Tuesday was just the same.

Waking up on the 9th of September, a dull but warm Wednesday, Elijah began to feel a strange dread. He blinked in his bed, furrowed his brows, and swallowed whatever saliva coated his near dry mouth. You mustn't abandon me. It is I who must abandon you. The thought that Haydn had suddenly been absent scared Elijah, and he knew it shouldn't have.

To get this terrible fear away from him for while, Elijah took it upon himself to ask Irina if she'd accompany him on a luncheon date. The girl, who'd been tinkering with the instruments in the house, smiled and agreed. Irina freshened herself before rejoining him.
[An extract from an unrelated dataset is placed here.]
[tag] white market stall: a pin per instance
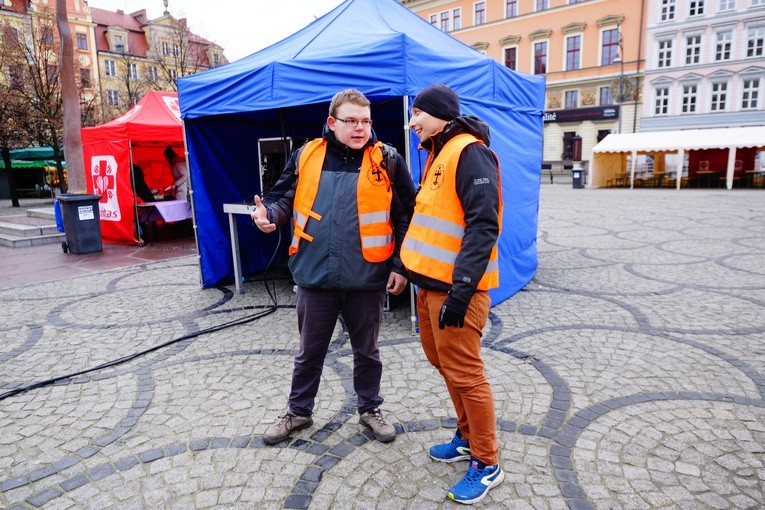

What shocked Elijah was not the time in which his fiancee prepared but what she wore. Never had he seen Irina in dark clothes, not even at his mother's funeral since he was not in attendance. But there she was, hair in a tight but flattering bun with a curl on either side of her face and a bustle dress that was long sleeved, in case of rain, with the feel of corduroy and the color of chocolate. She'd added the lightest touch of brown to her lips, to turn their stained red shade to a pretty, dark coral. In her hands was a small, brown top hat.

"Is there something wrong with my outfit?" Irina asked, eyes wide. "You keep staring at it."

"No, not at all. I love it," Elijah said, looping his arm through hers. He ran his fingers down the upper sleeve. "Usually, it's I that wears the humble colors."

"Are my outfits not humble?"

"Glamorously so, darling."

They'd taken a carriage to the place the couple had eaten the time before when they'd purchased their future home -- Cafe Royal on 68th Regent Street -- and like the last time, sat at a small table that also connected to the booths. For the second time, Elijah let Irina slip into the booth as he took the hard chair.

When offered a cigarette by their waiter, Elijah refused, remembering how upset it made Irina. Their neighbors were a group of chain smokers and were clouding the air to an unnecessary extent. The couple glared over every few minutes when the men laughed in drunken stupors. The intoxicated foursome left before the two had received their orders, which finally opened the gates of conversation.

Irina grinned. She clasped her hands near her lips, elbows leaned into the table. Elijah believed her to be looking at him, only to realize her eyes loomed just over his shoulder to a table behind them.

A twist of his upper chest let the man view a mother, a governess, and five children. Four of these children were girls, which the oldest appeared no less than sixteen. The youngest child, a girl of about seven, ate quietly, listening to the laughter filled conversation her governess, mother, and eldest sister partook in. Beside the quiet one was a pair of twins holding hands and whispering to each other. They must have been just reaching the age of eleven.